Putting those two together, omitting both parentheses and quotations:

foo bar : baz " ) \. </text> qux . : 1 : 2 : 3 .

At which point lists are not necessary for encoding of strings with (unescaped) spaces: can generalize it to reading an arbitrary string value until there is a constructor that would allow to take another branch. That is, instead of "list a = : a list | .", "text a = <text> a </text>" would suffice and be more explicit, turning it into:

foo bar <text> baz " ) . \</text> qux </text> : 1 : 2 : 3 .

Its XML version would have been:

<foo>
  <bar/>
  <text> baz " ) . &lt;/text> qux </text>
  <:> 1 <:> 2 <:> 3 <./> </:> </:> </:>
</foo>

Which is more verbose, but does not need a schema to parse. Conventional array encoding is different in XML though. And that can be converted into a sexp-like structure, akin to using SXML:

(foo bar (text baz " \) . </text> qux) (: 1 (: 2 (: 3 .))))

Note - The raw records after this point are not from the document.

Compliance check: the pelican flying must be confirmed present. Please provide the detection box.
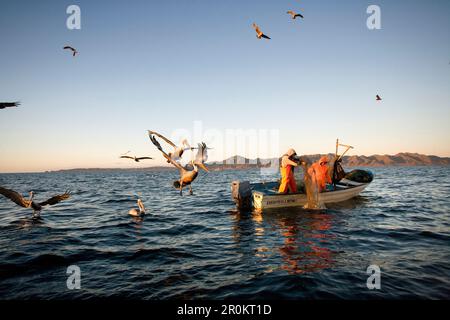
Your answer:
[0,102,20,109]
[287,10,304,19]
[63,46,78,57]
[120,155,153,162]
[252,23,271,40]
[147,131,198,164]
[0,186,70,218]
[148,133,209,195]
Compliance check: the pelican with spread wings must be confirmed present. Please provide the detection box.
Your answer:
[147,131,198,164]
[287,10,304,19]
[148,132,209,195]
[119,154,153,162]
[0,186,70,218]
[252,23,271,40]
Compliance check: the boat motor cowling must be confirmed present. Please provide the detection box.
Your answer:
[231,181,252,210]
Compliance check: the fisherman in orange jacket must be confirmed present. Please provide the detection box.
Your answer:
[278,148,300,194]
[308,155,332,192]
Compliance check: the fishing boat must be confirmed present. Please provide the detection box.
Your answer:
[231,178,371,210]
[231,140,373,210]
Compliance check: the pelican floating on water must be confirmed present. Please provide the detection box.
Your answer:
[129,199,146,216]
[287,10,304,19]
[0,186,70,218]
[0,102,20,109]
[252,23,271,40]
[148,133,209,195]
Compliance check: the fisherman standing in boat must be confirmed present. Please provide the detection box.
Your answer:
[278,148,301,194]
[308,155,332,192]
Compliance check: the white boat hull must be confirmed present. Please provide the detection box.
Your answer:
[252,179,370,210]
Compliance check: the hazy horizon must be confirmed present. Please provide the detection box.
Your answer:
[1,0,449,173]
[1,150,448,174]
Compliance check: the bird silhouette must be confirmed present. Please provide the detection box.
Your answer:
[0,102,20,109]
[63,46,78,57]
[287,10,304,19]
[120,155,153,162]
[252,23,271,40]
[376,95,382,101]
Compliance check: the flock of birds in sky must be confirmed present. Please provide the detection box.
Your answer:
[1,5,387,219]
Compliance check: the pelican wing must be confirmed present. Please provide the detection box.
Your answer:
[120,155,134,160]
[147,131,177,148]
[261,34,271,39]
[63,46,74,51]
[149,134,184,171]
[135,157,153,161]
[0,102,20,109]
[0,186,31,208]
[180,138,191,150]
[296,13,304,18]
[195,143,209,163]
[39,191,70,207]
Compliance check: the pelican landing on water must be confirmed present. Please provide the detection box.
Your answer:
[0,186,70,218]
[148,133,209,196]
[128,199,146,217]
[0,102,20,109]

If CDATA was used in XML, it would more closely translate into a quoted string in s-expressions. After all those conversions, arbitrary-length runs of tokens within parentheses are used for unstructured data (text runs) instead of arbitrary-length lists, for which regular constructors are used. But since the parser may not be aware of constructors, could as well use those for both, taking us back to an early simplification:

(foo bar (baz " \) . </text> qux) (1 2 3))

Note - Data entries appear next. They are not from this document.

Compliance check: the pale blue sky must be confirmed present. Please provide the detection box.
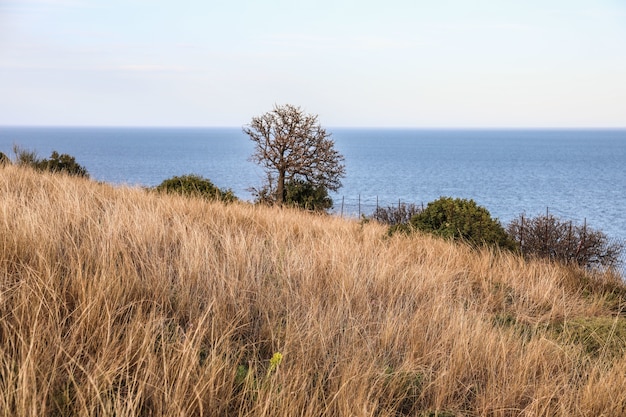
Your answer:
[1,0,625,127]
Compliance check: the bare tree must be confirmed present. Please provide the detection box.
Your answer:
[507,212,623,270]
[371,202,422,226]
[243,104,346,205]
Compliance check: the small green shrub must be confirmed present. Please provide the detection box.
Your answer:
[154,174,236,202]
[0,151,10,166]
[408,197,517,250]
[38,151,89,177]
[284,179,332,212]
[12,145,89,177]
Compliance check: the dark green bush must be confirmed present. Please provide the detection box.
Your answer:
[408,197,517,250]
[12,145,89,177]
[284,179,332,212]
[507,213,623,270]
[252,179,333,212]
[0,152,10,166]
[154,174,236,203]
[38,151,89,177]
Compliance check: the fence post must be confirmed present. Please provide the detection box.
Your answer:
[358,194,361,218]
[341,196,344,218]
[543,207,550,259]
[568,221,573,261]
[519,214,524,255]
[582,218,587,261]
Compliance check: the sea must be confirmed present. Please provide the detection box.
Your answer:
[1,127,625,241]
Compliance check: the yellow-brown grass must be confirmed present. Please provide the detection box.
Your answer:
[1,164,625,416]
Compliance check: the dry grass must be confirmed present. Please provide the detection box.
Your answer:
[1,164,625,417]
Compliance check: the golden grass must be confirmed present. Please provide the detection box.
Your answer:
[1,164,625,416]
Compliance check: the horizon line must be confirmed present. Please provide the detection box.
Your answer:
[1,124,626,130]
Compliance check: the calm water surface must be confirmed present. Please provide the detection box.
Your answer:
[1,127,624,239]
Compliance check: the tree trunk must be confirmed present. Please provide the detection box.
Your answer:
[276,169,285,205]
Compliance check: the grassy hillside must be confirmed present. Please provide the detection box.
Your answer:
[1,165,625,417]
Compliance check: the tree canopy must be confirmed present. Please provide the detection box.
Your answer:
[243,104,345,205]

Preservation of text formatting on parsing would be a little more tricky than with explicit strings, more like that with XML, yet the syntax becomes simpler. Quotation marks help to distinguish between runs that should be parsed and raw texts, similarly to type annotations. These text runs, which look like expressions, can be processed similarly to primitive types: perhaps provided by a parser as strings, to be parsed recursively. Explicit type annotations (e.g., (uint32 3), (string (foo bar))) can be embedded into s-expressions as well.

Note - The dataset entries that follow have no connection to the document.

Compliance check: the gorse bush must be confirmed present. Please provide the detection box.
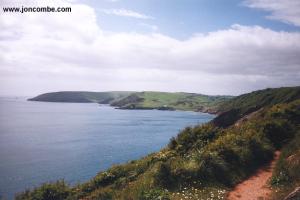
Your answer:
[170,124,219,154]
[15,180,72,200]
[269,127,300,199]
[262,120,294,148]
[138,189,170,200]
[271,132,300,186]
[153,162,173,188]
[195,151,231,184]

It can also be approached the other way around, replacing parentheses with quotation marks (which is more idiomatic for DSVs), but that would require much more of awkward escaping for nested structures, while with parentheses escaping can be skipped if there is no risk of closing the outer expression unintentionally.

I drafted the grammar and a few implementations (C with Bison and flex, Haskell with attoparsec, Python with pyparsing) in the word-tree repository. The ABNF grammar follows:

delimiter = " " | "\n"
restricted-char = "(" | ")" | delimiter | "\"
tree-or-val = "(" forest ")"
            | delimiter +
            | ("\" restricted-char | any-char - restricted-char) +
forest = tree-or-val *

For its schema, since it has no types, I think it makes sense to focus on parsing alone, possibly using generic grammar descriptions, such as ABNF. This brings us back to the CFG option mentioned above, just with a grammar skeleton, which would allow to skip defining a proper parser in some cases.